Disassembly Explanation

In above kotlin/java bytecode asm disassembly, the main section is the instructions used in “public final static main()V” i.e. “ICONST_1” and “ISTORE 0” followed by a “RETURN”.

Note that everything after end of L1 section, is just verbose information given as part of the disassembly.

So internally in the JVM, an “int” constant with value “1” (true) is pushed on the operand stack by “ICONST_1” and further stored on the local variables array at index 0 by “ISTORE 0”.

Observation

This tells us that the JVM “int” data type with value 0/1 is used internally for representing false/true value of a boolean, respectively.

For more information on the internal JVM instruction set and its working(Local variables array, Operand stacks, Method references, Constant pool, etc.), the JVM Specification is helpful esp. the Frames section.

JVM Spec documentation

In “the boolean type” section of the above JVM Spec, it is documented clearly as :

There are no Java Virtual Machine instructions solely dedicated to operations on boolean values. 
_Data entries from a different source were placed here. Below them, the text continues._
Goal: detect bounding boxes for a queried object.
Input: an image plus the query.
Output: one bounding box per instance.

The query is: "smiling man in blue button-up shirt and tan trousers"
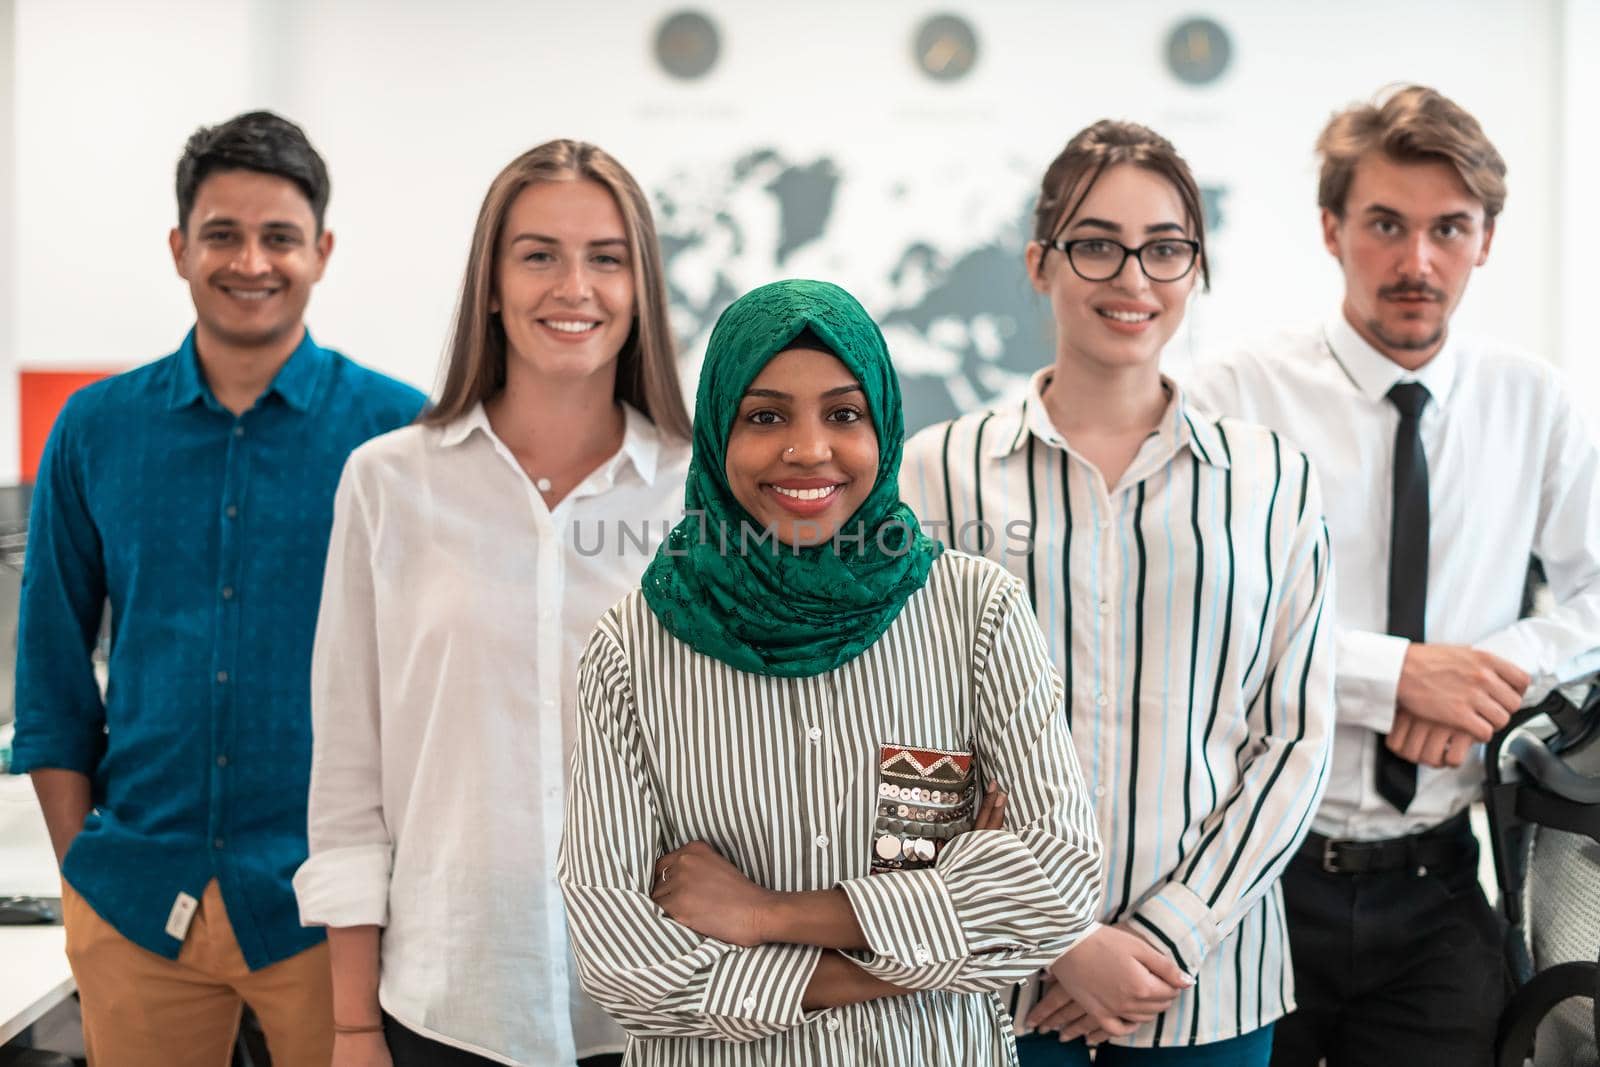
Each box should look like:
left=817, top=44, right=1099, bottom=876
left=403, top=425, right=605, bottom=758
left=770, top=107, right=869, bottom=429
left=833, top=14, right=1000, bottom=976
left=14, top=112, right=424, bottom=1067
Instead, expressions in the Java programming language that operate on boolean values are compiled to use values of the Java Virtual Machine int data type.

Fun fact

Therefore the bytecode generated for above Kotlin source code using Boolean data type(BooleanSize.kt) will be same as the bytecode that will be generated for below Kotlin code snippet using the Int data type :

package com.shubhamaher.hellokotlin

fun main() {
    var integer : Int = 1
}

In summary, bytecode for

var integer : Int = 1

is same as bytecode for

var booleanTrue : Boolean = true

Verdict

This behaviour of treating Boolean as int is same since very long which I had covered more than a decade back in the Java source-specific reversing blogpost. In fact, this Kotlin source-specific blogpost is a revisit to the same study of boolean size in JVM because the Kotlin source is targeted to compile into Java bytecode.

The reason for treating a boolean as int, is simply the basic fact that the minimum possible atomic size of addressable data that can be stored or worked upon, in general for computation at processor level itself, is a byte (8 bits) and not a bit (1 bit).

And hence this is the reason a boolean cannot be treated in an optimum way practically as a single bit even if it theoretically represents at the most only two values(false/true) represented by a single bit change (0/1).